数学は、自然現象の結晶

「数学って何の役に立つの?」という問いに、私はこう答えたくなります。「数学は、自然が使っている言語なんじゃないかな」と。

自然界に潜む数のパターン

ひまわりの種の並び方、松ぼっくりのウロコの配列、巻き貝の螺旋。これらすべてにフィボナッチ数列が現れます。1, 1, 2, 3, 5, 8, 13, 21…と続くこの数列は、植物が効率よく葉や種を並べるために「自然に選び取った」パターンです。

誰かが設計したわけではありません。でも数学的な規則に従っている。これがずっと不思議で、面白いと思っています。

黄金比という美しさ

フィボナッチ数列を隣り合う数で割り続けると、だんだん黄金比(約1.618)に近づいていきます。この比率は古代ギリシャのパルテノン神殿にも、レオナルド・ダ・ヴィンチの絵画にも現れると言われています。
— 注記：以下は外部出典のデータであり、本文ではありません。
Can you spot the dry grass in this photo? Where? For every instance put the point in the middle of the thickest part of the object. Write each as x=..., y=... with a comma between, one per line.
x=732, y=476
「美しい」と感じる比率が、数学的に定義できてしまう。その事実がなんとも不思議です。

オイラーの公式という奇跡

数学史上もっとも美しい式と呼ばれることもあるオイラーの公式

e^(iπ) + 1 = 0

自然対数の底e、虚数単位i、円周率π、そして1と0。数学のなかで最も重要とされる5つの数が、たった一つの式に収まっています。こんな偶然が、偶然であるはずがない気がします。

自然は数学を「知って」いるのか

物理学者のガリレオは「自然という書物は数学の言語で書かれている」と言いました。それから数百年が経っても、この言葉の正しさは増すばかりです。
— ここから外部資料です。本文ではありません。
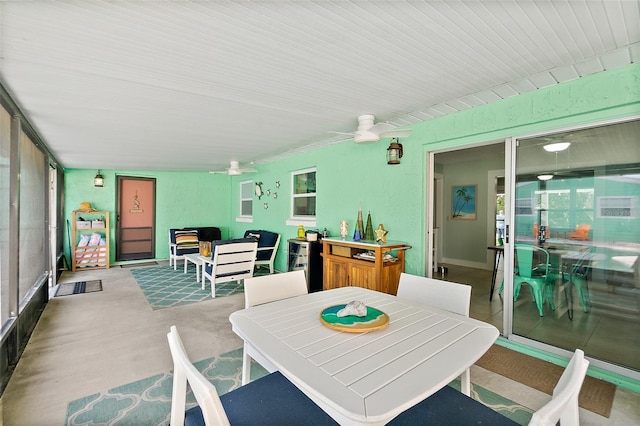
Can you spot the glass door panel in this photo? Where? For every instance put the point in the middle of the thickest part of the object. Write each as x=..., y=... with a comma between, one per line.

数学は、人間が自然現象を観察して抽象化したものでもあるし、逆に自然現象が数学の予言通りに動いていることもある。どちらが先かわからないくらい、深く絡み合っています。

おわりに

数学が「難しい」と感じるとき、それはまだ「ゲームのルール」を覚えている段階かもしれません。ルールが身についてきたとき、自然界との不思議なつながりが見えてきます。そのとき数学は、ただの計算道具ではなく、世界を読み解く言語になる気がしています。